I chose to invert the NAT interface match logic from "-i
<internal_IF>" to "-o
<internet_IF>", as the former will also NAT internal intra-subnet traffic.
Technically, a "NEW" state match criteria could be added to all the FORWARD rules dealing with specific TCP protocols.

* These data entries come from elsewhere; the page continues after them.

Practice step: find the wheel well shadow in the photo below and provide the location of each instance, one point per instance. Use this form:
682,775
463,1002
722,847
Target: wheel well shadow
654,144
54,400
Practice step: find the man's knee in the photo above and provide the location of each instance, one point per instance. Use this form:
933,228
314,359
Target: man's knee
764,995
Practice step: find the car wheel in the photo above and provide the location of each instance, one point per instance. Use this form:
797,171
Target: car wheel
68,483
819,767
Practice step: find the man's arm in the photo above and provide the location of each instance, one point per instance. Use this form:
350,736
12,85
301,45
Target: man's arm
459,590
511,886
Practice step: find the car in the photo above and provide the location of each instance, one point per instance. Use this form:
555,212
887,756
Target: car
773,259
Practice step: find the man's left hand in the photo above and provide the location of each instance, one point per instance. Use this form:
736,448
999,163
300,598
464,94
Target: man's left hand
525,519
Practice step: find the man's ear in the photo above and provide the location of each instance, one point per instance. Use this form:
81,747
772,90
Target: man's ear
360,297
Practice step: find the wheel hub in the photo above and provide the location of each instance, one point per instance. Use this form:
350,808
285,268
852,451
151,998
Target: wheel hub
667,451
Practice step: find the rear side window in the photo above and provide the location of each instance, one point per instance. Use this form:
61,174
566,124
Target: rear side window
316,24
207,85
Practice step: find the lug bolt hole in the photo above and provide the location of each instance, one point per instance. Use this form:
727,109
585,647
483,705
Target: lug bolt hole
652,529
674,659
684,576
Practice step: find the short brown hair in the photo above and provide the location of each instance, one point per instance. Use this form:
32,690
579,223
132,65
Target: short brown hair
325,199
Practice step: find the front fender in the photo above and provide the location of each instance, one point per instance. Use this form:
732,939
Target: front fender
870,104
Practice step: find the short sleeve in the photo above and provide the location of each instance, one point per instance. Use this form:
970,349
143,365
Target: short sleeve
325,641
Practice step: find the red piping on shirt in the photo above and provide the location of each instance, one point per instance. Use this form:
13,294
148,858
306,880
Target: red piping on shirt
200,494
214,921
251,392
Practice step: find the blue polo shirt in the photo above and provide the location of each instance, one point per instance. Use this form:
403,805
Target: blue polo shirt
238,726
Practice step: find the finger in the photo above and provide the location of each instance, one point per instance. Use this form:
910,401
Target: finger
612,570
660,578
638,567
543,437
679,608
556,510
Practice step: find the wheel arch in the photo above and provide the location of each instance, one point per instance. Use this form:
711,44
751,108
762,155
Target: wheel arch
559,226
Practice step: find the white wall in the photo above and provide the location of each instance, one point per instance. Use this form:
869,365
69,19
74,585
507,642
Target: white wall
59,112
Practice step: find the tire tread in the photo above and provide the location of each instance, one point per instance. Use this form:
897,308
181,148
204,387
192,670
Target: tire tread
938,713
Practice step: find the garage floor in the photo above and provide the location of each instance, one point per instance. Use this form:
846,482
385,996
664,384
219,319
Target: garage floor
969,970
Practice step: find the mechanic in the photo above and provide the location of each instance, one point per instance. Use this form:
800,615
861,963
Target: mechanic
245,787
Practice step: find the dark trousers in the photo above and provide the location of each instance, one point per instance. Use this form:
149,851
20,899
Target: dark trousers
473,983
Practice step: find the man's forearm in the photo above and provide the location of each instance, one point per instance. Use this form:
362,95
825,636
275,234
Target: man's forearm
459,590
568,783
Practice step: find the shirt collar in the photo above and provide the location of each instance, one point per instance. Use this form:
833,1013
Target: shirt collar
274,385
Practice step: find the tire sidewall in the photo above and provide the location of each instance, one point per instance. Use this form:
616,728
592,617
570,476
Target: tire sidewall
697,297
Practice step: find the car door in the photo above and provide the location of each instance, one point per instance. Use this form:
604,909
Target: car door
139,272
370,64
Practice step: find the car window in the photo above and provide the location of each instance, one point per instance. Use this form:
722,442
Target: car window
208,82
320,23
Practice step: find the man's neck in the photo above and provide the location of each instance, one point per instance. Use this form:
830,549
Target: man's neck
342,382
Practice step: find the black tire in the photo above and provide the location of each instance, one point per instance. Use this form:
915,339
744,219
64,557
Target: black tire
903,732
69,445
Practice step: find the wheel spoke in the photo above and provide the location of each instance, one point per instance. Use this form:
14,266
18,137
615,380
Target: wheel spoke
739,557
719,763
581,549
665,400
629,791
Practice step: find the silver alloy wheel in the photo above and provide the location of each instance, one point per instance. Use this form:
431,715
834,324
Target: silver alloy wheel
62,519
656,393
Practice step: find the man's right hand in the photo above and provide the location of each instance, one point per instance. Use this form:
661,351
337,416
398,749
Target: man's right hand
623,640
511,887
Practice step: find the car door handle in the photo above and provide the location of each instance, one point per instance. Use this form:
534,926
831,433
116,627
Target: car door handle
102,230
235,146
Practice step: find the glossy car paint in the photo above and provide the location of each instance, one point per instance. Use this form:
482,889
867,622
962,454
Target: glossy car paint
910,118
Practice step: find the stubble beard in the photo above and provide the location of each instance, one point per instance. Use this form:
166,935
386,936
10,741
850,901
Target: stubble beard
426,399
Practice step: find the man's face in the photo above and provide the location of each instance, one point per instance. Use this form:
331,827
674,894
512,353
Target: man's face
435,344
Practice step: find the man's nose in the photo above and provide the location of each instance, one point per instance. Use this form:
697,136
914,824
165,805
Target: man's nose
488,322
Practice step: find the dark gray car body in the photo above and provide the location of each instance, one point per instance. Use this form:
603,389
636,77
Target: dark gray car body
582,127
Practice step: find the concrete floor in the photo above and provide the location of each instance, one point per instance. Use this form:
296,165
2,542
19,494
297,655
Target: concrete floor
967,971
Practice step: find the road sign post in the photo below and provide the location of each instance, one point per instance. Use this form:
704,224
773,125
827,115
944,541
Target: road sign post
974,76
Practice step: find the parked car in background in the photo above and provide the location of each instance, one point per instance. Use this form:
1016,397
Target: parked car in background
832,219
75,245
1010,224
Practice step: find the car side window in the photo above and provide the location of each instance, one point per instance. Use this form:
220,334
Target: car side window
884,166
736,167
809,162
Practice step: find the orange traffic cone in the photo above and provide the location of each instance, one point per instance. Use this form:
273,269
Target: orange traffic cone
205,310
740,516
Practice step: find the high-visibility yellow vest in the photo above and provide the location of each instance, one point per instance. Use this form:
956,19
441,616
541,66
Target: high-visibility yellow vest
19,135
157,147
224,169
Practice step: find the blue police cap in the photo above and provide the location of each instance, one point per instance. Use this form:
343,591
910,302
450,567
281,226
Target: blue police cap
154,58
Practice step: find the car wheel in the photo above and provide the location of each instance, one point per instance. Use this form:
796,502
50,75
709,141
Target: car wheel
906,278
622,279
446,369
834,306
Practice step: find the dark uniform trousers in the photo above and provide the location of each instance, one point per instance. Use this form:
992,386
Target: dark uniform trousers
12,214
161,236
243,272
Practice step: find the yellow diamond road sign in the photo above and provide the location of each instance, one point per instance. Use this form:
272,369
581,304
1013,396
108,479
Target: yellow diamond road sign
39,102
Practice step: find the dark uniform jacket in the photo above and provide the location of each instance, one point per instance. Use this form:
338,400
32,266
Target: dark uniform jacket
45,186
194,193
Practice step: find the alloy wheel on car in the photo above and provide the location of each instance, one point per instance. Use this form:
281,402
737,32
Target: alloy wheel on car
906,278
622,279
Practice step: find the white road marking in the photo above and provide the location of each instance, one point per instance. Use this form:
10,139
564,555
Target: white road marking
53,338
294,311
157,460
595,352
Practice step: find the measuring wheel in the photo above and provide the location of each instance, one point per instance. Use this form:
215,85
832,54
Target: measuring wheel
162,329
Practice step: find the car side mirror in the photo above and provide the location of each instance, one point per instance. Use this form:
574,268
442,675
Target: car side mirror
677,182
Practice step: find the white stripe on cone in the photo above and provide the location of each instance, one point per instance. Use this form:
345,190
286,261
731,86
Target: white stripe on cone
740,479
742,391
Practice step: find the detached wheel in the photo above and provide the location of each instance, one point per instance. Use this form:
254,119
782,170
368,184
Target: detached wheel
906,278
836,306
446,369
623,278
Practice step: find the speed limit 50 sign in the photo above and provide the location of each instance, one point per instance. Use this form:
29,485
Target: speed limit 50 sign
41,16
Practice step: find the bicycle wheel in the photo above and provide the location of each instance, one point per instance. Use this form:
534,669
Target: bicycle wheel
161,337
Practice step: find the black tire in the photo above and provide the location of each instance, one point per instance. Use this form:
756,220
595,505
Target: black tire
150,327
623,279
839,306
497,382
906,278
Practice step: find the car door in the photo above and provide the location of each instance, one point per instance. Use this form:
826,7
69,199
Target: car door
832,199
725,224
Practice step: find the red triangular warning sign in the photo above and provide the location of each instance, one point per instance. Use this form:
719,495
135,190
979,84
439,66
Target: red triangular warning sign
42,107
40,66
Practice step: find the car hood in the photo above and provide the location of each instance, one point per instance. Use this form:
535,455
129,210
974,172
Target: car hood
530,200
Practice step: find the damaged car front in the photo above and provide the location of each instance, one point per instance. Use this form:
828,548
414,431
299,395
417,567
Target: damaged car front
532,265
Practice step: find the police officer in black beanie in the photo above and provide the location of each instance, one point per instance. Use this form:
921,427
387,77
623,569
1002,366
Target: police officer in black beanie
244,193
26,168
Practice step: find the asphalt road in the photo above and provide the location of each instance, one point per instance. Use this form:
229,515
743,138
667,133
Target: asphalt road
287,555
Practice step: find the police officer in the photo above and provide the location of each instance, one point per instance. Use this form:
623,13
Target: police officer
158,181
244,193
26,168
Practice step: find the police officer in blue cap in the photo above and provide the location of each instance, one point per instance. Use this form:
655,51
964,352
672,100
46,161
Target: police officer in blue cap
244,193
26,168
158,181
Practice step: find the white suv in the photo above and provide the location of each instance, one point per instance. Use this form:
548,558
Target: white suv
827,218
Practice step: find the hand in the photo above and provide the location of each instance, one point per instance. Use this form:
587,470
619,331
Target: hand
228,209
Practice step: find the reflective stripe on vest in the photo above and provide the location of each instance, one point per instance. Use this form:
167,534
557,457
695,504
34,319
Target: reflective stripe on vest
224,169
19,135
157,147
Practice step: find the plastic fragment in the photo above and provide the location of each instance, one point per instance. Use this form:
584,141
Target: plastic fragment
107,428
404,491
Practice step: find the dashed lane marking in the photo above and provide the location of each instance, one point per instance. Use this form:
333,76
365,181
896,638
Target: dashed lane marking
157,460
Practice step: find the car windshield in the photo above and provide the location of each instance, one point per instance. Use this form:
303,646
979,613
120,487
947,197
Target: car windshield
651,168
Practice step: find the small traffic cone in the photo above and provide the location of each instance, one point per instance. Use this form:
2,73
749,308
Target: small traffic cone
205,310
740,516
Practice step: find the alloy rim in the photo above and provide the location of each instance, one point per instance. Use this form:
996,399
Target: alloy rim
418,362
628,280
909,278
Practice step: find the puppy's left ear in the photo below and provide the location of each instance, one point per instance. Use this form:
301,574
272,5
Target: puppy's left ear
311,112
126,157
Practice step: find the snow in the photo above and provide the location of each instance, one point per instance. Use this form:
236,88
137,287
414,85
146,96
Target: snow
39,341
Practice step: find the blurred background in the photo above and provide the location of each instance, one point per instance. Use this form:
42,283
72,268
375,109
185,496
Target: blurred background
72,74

That would only serve to prevent internal clients from sending invalid TCP packets, so I left it out. It would probably not improve security in any meaningful way.
I kept the host-specific matches, but if what you really mean is to allow all hosts on the 192.168.20.0/24 and 192.168.21.0/24 networks, using network matches would eliminate no less than 14 rules.
Finally, you may want to add a rule or two to the INPUT chain for remote administration (SSH?).